In early July, it emerged that brokerage firm Morgan Stanley Smith Barney lost unencrypted CDs containing 34,000 customer addresses, account numbers and tax ID numbers. Although it’s a serious challenge for all of us when sophisticated hackers break through security systems to steal sensitive data, the careless loss of unprotected financial information is hard to believe in this day and age. The problem is that the vast majority of data breaches are still caused by negligence, poor data handling standards and inadequate controls within organizations.
The image of hackers penetrating external security, as in the case of the recent Sony, Sega and IMF attacks, tends to fit with most people’s conception of cyber-security: bad guys try to get in, security systems try to keep them out. But the Morgan Stanley breach is more typical in many ways, and also more worrying, not just because of the nature of the data that was lost, but because of the manner in which it occured.
Like the vast majority of information security breaches, the Morgan Stanley incident originated internally. As documented in a recent study by McAfee and SAIC, the most significant threat reported by organizations surveyed was data leaked accidentally or intentionally by employees. In the case of Morgan Stanley, it appears to be an honest – albeit costly – mistake. In plenty of other examples, data breaches are due to deliberate leaks from inside the organization.
Whether deliberate or accidental, the risks posed by internal security vulnerabilities receive far less attention – and, consequently, less funding – than outsider attacks. The fact is that large companies that hold important data, such as the financial services industry, are not watching what happens inside their network as closely as they should. They are relying on systems to block malicious threats, but not paying attention to how their data is moving around within these systems, and are thereby failing to enforce basic security procedures.

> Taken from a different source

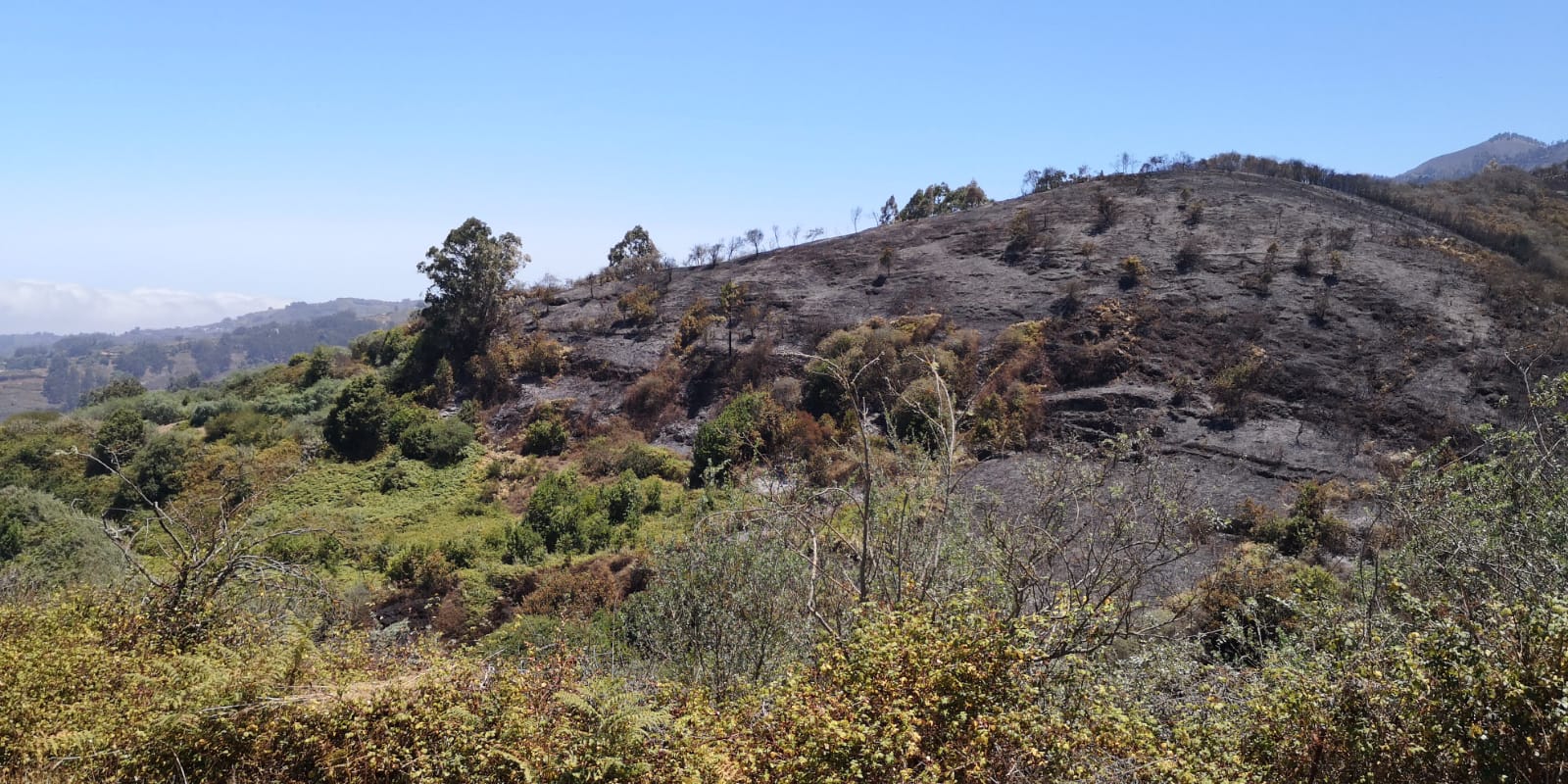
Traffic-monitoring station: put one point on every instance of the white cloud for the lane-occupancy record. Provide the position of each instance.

The solution to this is more active management of data handling activities, supported by closer monitoring. This means that systems must be in place to track data being created, stored, shared, copied, moved or deleted, as well as data going in and out of the organization. Ultimately, all of these activities should be mapped to the security policy so that any action that is deemed a breach of policy can be immediately identified.
This starts with having an adequate security policy to govern the way that data is created, stored and shared. Monitoring can then facilitate policy enforcement by, for example, informing employees if they have breached the policy before it becomes a problem (e.g., burning a CD without encryption), flagging anything suspicious, and/or maintaining an audit trail that can be traced back if something does go wrong.
Creating a detailed audit trail is the only way to ensure a clear view of how data flows into and out of an organization, enabling potential threats to be investigated and mitigated at the earliest opportunity.
The mere presence of a data monitoring system removes the temptation for users to break the rules. If an infringement does occur, the company will have the offending user’s activity logged and can therefore accurately judge whether the action was accidental, or if the violation was committed with intent.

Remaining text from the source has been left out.